……プレッシャーをかけられてる気がするんだがな
「さて、そろそろ時間だな」
「……うん」
翌朝。いつもよりも早い時間に朝飯を済ませ、食後の茶を楽しんでいるうちに、俺が出かける時間がやって来る。
必要な物は一昨日のうちにすべて背負い袋に詰めておいた。だからそれを肩に引っ掛ければ準備は完了。
俺が見送られる側になるのはいつもと逆だが、それだって初めてのことじゃない。あとは毎朝恒例の口づけを交わして、
「お守り代わりってわけでもないけどさ、君に持って行ってほしい物があるの」
出がけにそんなことを言われる。
「……いつ用意したんだよ」
『転移』を使えるならまだしも、今のクーラにそんな時間があったとは思えないんだが。
「わざわざ用意する必要は無かったからね。なにせ、これのことなんだし」
そっと解くのは、黒髪を彩っていた白リボン。以前、俺がクーラに贈ったものだった。
「……そういうことか」
言わんとすることは、すぐに理解できた。
クーラがこのリボンをどれだけ大事にしているのかは、俺だって知っていた。
「貸すだけだから、必ず返しに来いと。そんなところか」
「……言われてみればそれもあるね。そこまでは考えてなかったよ」
「そうなのか?」
だが、クーラの思惑と俺の予想は違っていたらしい。
「もっと単純な意味合いだよ。少しだけ、じっとしててね」
そう言うと、まずはリボンを俺の額に巻き付ける。
「これで……よし」
そのまま後頭部のあたりで縛って完成、ということらしい。
「うん。よく似合ってる。君も黒髪だから白が映えるよね」
「それで、どんな意味があるんだ?」
頭に巻かれているとはいえ、そこまでキツいわけでもなく。むしろ気が引き締まりそうな感じがして、これはこれで悪くないとも思うが。

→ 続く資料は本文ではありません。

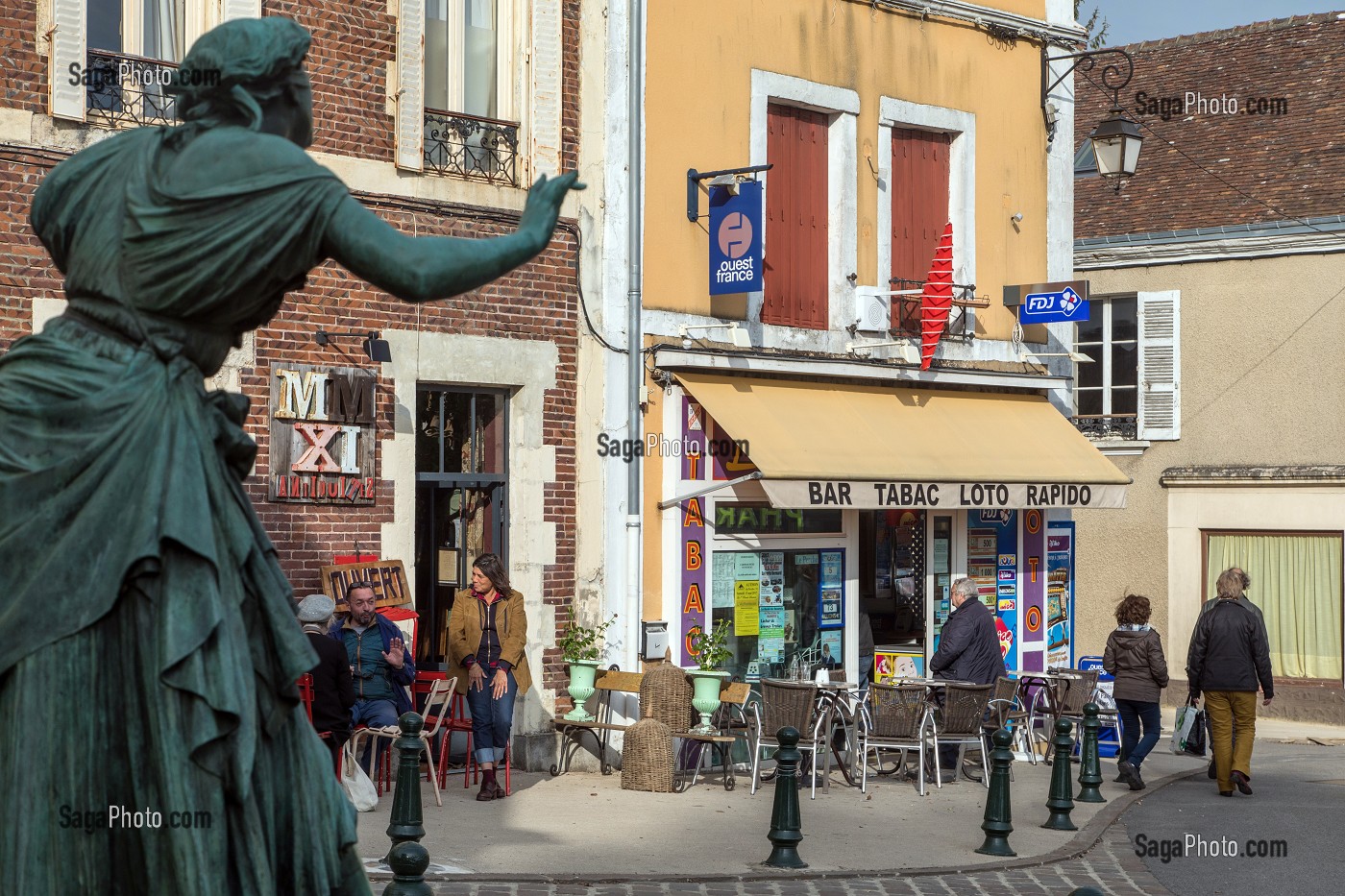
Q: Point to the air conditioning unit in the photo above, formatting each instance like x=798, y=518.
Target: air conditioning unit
x=871, y=309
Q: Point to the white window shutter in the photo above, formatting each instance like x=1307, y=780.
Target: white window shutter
x=1160, y=365
x=410, y=85
x=67, y=47
x=548, y=58
x=231, y=10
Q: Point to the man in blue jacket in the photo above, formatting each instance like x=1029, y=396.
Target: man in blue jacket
x=968, y=650
x=379, y=664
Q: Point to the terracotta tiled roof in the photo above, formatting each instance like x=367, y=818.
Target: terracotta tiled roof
x=1294, y=161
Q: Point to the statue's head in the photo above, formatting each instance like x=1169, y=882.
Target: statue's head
x=249, y=71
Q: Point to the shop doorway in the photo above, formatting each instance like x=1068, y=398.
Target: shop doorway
x=461, y=507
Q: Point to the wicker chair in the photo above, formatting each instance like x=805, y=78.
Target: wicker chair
x=795, y=705
x=961, y=721
x=894, y=717
x=1006, y=711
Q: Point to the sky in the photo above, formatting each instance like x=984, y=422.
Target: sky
x=1134, y=20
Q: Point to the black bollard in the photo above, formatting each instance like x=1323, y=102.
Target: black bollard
x=998, y=822
x=1089, y=770
x=1058, y=801
x=786, y=824
x=407, y=859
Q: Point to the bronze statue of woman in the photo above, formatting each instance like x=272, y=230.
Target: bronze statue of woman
x=148, y=646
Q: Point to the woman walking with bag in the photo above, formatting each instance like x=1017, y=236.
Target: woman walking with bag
x=487, y=634
x=1136, y=657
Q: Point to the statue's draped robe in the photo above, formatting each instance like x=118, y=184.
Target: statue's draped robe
x=148, y=646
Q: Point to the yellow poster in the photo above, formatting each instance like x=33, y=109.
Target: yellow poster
x=746, y=619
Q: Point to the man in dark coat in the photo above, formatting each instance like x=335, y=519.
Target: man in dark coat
x=1228, y=660
x=968, y=650
x=333, y=693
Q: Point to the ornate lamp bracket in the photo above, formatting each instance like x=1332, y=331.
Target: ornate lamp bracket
x=1113, y=77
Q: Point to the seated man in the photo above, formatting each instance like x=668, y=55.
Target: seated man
x=332, y=690
x=968, y=650
x=379, y=664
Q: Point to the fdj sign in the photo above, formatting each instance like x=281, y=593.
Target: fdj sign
x=1053, y=307
x=736, y=240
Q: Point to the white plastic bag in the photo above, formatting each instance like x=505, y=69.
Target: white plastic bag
x=1186, y=721
x=358, y=785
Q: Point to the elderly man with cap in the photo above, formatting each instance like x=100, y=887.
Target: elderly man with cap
x=333, y=691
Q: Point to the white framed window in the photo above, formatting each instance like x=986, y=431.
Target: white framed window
x=479, y=87
x=1133, y=379
x=107, y=57
x=961, y=127
x=841, y=107
x=470, y=57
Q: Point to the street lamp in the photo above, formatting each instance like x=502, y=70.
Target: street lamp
x=1115, y=140
x=1116, y=143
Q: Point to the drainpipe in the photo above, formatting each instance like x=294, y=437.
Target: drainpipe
x=635, y=331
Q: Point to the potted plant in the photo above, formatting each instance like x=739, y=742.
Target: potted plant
x=710, y=651
x=580, y=648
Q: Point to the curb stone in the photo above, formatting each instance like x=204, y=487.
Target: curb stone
x=1083, y=841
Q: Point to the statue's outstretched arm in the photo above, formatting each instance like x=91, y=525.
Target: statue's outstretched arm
x=429, y=268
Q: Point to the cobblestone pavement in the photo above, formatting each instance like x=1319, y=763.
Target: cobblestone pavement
x=1112, y=866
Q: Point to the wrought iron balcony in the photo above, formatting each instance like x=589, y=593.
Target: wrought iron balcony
x=905, y=309
x=1123, y=426
x=125, y=90
x=471, y=147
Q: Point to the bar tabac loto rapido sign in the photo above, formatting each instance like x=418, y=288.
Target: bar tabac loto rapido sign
x=322, y=435
x=947, y=496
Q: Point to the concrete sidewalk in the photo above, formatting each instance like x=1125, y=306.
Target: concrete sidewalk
x=585, y=828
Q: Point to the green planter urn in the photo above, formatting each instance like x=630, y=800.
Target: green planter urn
x=582, y=671
x=705, y=694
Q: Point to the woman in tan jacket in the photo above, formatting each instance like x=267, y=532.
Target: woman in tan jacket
x=1136, y=657
x=487, y=634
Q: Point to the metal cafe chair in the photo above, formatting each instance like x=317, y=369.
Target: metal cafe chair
x=961, y=721
x=795, y=705
x=894, y=717
x=1073, y=689
x=1006, y=711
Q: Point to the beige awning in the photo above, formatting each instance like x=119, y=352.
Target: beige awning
x=868, y=447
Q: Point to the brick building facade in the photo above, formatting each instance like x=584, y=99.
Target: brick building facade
x=514, y=341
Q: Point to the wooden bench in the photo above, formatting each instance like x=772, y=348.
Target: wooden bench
x=611, y=681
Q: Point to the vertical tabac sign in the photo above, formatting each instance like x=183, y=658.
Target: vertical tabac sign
x=322, y=435
x=693, y=574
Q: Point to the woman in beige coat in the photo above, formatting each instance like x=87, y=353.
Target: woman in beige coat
x=487, y=635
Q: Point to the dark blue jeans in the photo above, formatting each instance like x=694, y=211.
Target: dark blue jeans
x=491, y=718
x=1133, y=714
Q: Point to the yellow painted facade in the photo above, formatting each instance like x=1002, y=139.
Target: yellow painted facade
x=698, y=93
x=699, y=61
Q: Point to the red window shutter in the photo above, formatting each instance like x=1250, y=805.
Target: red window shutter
x=796, y=213
x=918, y=211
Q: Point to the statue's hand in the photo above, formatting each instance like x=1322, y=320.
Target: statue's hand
x=544, y=206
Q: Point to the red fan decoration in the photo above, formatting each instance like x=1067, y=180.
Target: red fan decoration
x=937, y=299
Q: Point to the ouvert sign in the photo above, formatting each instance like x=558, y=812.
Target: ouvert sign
x=322, y=435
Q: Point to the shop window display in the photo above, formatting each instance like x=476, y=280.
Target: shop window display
x=786, y=607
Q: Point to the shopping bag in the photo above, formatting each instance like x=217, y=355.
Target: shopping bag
x=1196, y=739
x=1181, y=731
x=358, y=785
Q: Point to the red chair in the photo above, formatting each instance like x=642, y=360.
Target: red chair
x=306, y=693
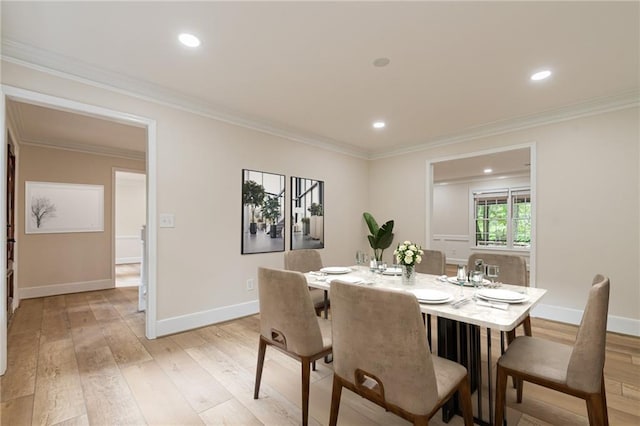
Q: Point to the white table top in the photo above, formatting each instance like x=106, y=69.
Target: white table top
x=470, y=312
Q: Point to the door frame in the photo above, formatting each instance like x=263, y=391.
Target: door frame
x=21, y=95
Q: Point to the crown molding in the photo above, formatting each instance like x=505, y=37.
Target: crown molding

「グラスプ大陸のとある地方に伝わってる風習なんだけどね、気合を入れるためにこうするんだって」
「なるほど」
まさしく俺も、そんな風に感じていた。
「あとは、おでこのところに鉄板を縫い付けたりも」
「防具の一種として、か」
額なんてのは、被撃ひとつで即決着になりかねない部分でもある。であれば、それなりに有効だとも言えるのか。
それに……
「たしか昨日言ってたよな。とんでもなく丈夫にしてあるとかなんとか」
「うん。まさかその時点では、こうなるとは思ってなかったけど……」
「そりゃそうだろうよ」
これまでのことから考えるに、いくらクーラでも未来を予知するなんてことはできないんだろう。……できないよな?
少し自信が無いのはアレだが、クーラだからしかたがない。
「ごもっともで。ともあれ、強度に関しては折り紙付き。たとえおでこを槍で突かれたって無傷で済ませられるはずだからさ。……少しでも私の不安を軽くするためってことで、受け取ってくれないかな?」
「そういうことなら、ありがたく使わせてもらおうか」
俺としても、少しでも――たとえ気休め程度でもクーラの気分が楽になるのであれば否は無い。まして、部位が限られるとはいえ強力な保護具でもあるわけだし。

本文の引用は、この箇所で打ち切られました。